Species of flowering plant

Eucomis humilis is a species of flowering plant in the family Asparagaceae, subfamily Scilloideae, native to KwaZulu-Natal and Lesotho. It was first described by Baker in 1895. The greenish to purplish flowers appear in summer and are arranged in a spike (raceme), topped by a "head" of green leaflike bracts. Cultivated as an ornamental plant, it can be grown successfully outside where frosts are not too severe.

==Description==
Eucomis humilis is a short summer-growing bulbous plant. Its bulb is ovoid, 3–5 cm across. Six to eight leaves emerge from the bulb, each about 35 cm long and 6–10 cm across. The bases of the leaves are sometimes spotted underneath. The margins are variously described as smooth without undulations or wavy-edged. The flowers are arranged in a short, rather slender raceme on a stem (peduncule) 20–30 cm tall. The raceme is topped by a head or "coma" of short bracts. The somewhat unpleasantly scented flowers have six greenish or purplish tepals, and purple stamen filaments. The ovary and the inflated capsule that develops from it are large and reddish purple in colour.

==Taxonomy==
Eucomis humilis was first described by John Gilbert Baker in 1895. The specific epithet humilis means low-growing or dwarf. Although relatively short, it is one of the usually larger tetraploid species of Eucomis, with 2n = 2x = 60.

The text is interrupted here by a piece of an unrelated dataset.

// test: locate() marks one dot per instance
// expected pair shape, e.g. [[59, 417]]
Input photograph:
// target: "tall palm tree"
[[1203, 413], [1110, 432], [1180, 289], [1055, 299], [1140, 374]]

==Distribution and habitat==
Eucomis humilis is found in the South African province of KwaZulu-Natal and in Lesotho. In the Drakensberg alpine regions, it is found in generally damp habitats, such as stream gullies and grassland below cliffs, at altitudes of 2220–2900 m.

==Cultivation==
Eucomis humilis is grown as an ornamental garden plant. It can be planted in full sun or semi-shade, preferring nutrient-rich, well-drained soils. It tolerates some degree of frost. Plants collected at 2500 m in South Africa were grown and flowered successfully outside in the south of England at the Royal Botanic Gardens, Kew. It can be propagated from seeds, offsets and leaf cuttings.